LAUSR

Carotid plaque score (PS) and hemodynamic abnormalities in intra- and extra-cranial arteries are related to Alzheimer's disease (AD) progression. As these parameters are measured conveniently and non-invasively by ultrasonography, we examined their association with cerebral spinal fluid (CSF) AD biomarkers amyloid β (Aβ) and phosphorylated tau (p-tau). Carotid PS, mean flow velocity (MFV) in multiple intra- and extra-cranial arteries, CSF Aβ42 and p-tau, neurocognitive function (assessed by the Mini-Mental State Examination and Alzheimer's Disease Assessment Scale-cognitive subscale, Japanese version), and blood lipids (total cholesterol, HDL cholesterol, LDL cholesterol, and triglyceride) were measured in AD patients (n = 42), mild cognitive impairment patients (n = 20), and cognitively normal controls (n = 18). The results were also compared among groups defined by PS range. After adjusting for blood lipids as covariates, Aβ42 was higher in the PS = 1.1-2.0 mm group than in the higher PS groups (2.1-3.0, 3.1-5.0, 5.1-7.0, and >7.0 mm). However, subjects with very low PS (<1.1 mm) also had a low mean CSF Aβ42. Alternatively, CSF p-tau181 did not differ between PS groups.
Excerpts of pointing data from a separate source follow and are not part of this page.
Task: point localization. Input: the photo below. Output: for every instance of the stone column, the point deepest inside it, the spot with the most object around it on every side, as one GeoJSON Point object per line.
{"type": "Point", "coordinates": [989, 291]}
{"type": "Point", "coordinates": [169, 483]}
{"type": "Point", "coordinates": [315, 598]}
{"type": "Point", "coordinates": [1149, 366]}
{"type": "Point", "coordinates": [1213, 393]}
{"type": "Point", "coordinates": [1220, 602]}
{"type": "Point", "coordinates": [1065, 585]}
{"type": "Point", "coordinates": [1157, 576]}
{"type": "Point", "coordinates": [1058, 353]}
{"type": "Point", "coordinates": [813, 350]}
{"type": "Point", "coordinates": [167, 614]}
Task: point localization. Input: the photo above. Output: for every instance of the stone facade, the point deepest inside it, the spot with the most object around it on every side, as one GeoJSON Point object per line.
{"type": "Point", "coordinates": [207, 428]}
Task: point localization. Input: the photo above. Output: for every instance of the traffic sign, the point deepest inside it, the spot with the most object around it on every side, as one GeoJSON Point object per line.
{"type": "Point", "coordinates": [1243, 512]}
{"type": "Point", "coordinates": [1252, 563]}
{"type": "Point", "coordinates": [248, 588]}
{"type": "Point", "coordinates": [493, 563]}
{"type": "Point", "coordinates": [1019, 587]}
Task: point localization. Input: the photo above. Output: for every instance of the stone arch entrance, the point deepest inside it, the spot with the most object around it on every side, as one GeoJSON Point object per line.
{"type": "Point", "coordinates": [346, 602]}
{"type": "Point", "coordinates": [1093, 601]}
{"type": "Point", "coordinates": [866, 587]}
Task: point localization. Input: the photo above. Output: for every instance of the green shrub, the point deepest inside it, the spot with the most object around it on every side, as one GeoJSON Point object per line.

In multiple regression analysis, Aβ42 was not associated with MFVs; however, CSF p-tau181 showed a significant association with the MFV of the internal carotid and basilar arteries. Findings suggest that carotid plaque formation may accelerate Aβ42 deposition, although it is not necessary for deposition. Hemodynamics abnormalities may cause increased CSF p-tau181. Ultrasonographic evaluation of PS and arterial hemodynamics may be a useful noninvasive method for estimating AD pathology.